The American Society for Clinical Investigation (ASCI) has selected Jay Horton, a professor of Internal Medicine and Molecular Genetics at University of Texas (UT) Southwestern Medical Center, to serve as Councilor of the prestigious society, and also invited three physician-scientists from the same institution to join the organization’s list of members.
Horton, who is the Chief of Digestive and Liver Diseases and holder of The Dr. Robert C. and Veronica Atkins Chair in Obesity & Diabetes Research, was elected due to his accomplishments in the development of cholesterol-lowering drugs, known as PCSK9 inhibitors. The investigator, who was already a member since 2003, will now begin attending the ASCI’s Council meeting and will help elect new members for the society.
“It is an honor to serve on the ASCI Council, as I hope we can play a critical role in developing innovative ways to train and keep talented physician-scientists engaged in research,” stated Horton in a press release. “In my view, the primary mission of the ASCI should be to provide guidance, opportunities, and role models who exhibit the rigor and standards of excellence in science necessary to inspire and sustain the development of the physician-scientist.”
In addition, the ASCI inducted three other UT Southwestern faculty members among the 75 new members of the Society. James de Lemos, a Professor and Associate Director of the Cardiovascular Fellowship Program at UT Southwestern and Cardiology Service Chief at Parkland Memorial Hospital, was selected for his work in the management of cardiac conditions, as well as research. He is also the Medical Director for the Dallas Heart Study and holder of the Sweetheart Ball-Kern Wildenthal, M.D., Ph.D., Distinguished Chair in Cardiology at UT Southwestern.
The Assistant Professor of Dermatology and co-leader of the adult Comprehensive Neurofibromatosis Clinic at UT Southwestern, Lu Q. Le was also invited to become an ASCI member. His research is focused on cancer biology and early genetic and microenvironmental interaction that impacts the development of tumors, discovering the original cells for several types of nerve tumors, such as neurofibromas, advancing investigation towards a potential treatment for Neurofibromatosis type 1.

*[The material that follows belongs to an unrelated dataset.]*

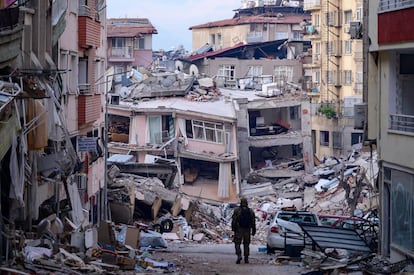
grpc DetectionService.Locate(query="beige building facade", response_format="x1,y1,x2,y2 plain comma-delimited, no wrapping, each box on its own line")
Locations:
304,0,363,158
367,0,414,262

The third UT Southwestern academic to join the ASCI was the Assistant Professor of Internal Medicine, Heshman A. Sadek, who works in the field of heart tissue regeneration. His research has already resulted in the discovery of regeneration abilities of neonatal mammalian hearts, increasing the knowledge on the regeneration potential of adult hearts. The awarded scientist was also invited to address keynotes at the induction ceremony.
“We are delighted to see our physician-scientists recognized for their achievements with election to the ASCI. They, and the other members of our faculty who have been similarly honored in the past, embody an institutional commitment to integrate science and medicine to advance health care,” added the president of UT Southwestern, Daniel K. Podolsky, who is also a member of ASCI, holder of the Philip O’Bryan Montgomery, Jr., M.D. Distinguished Presidential Chair in Academic Administration, and the Doris and Bryan Wildenthal Distinguished Chair in Medical Science.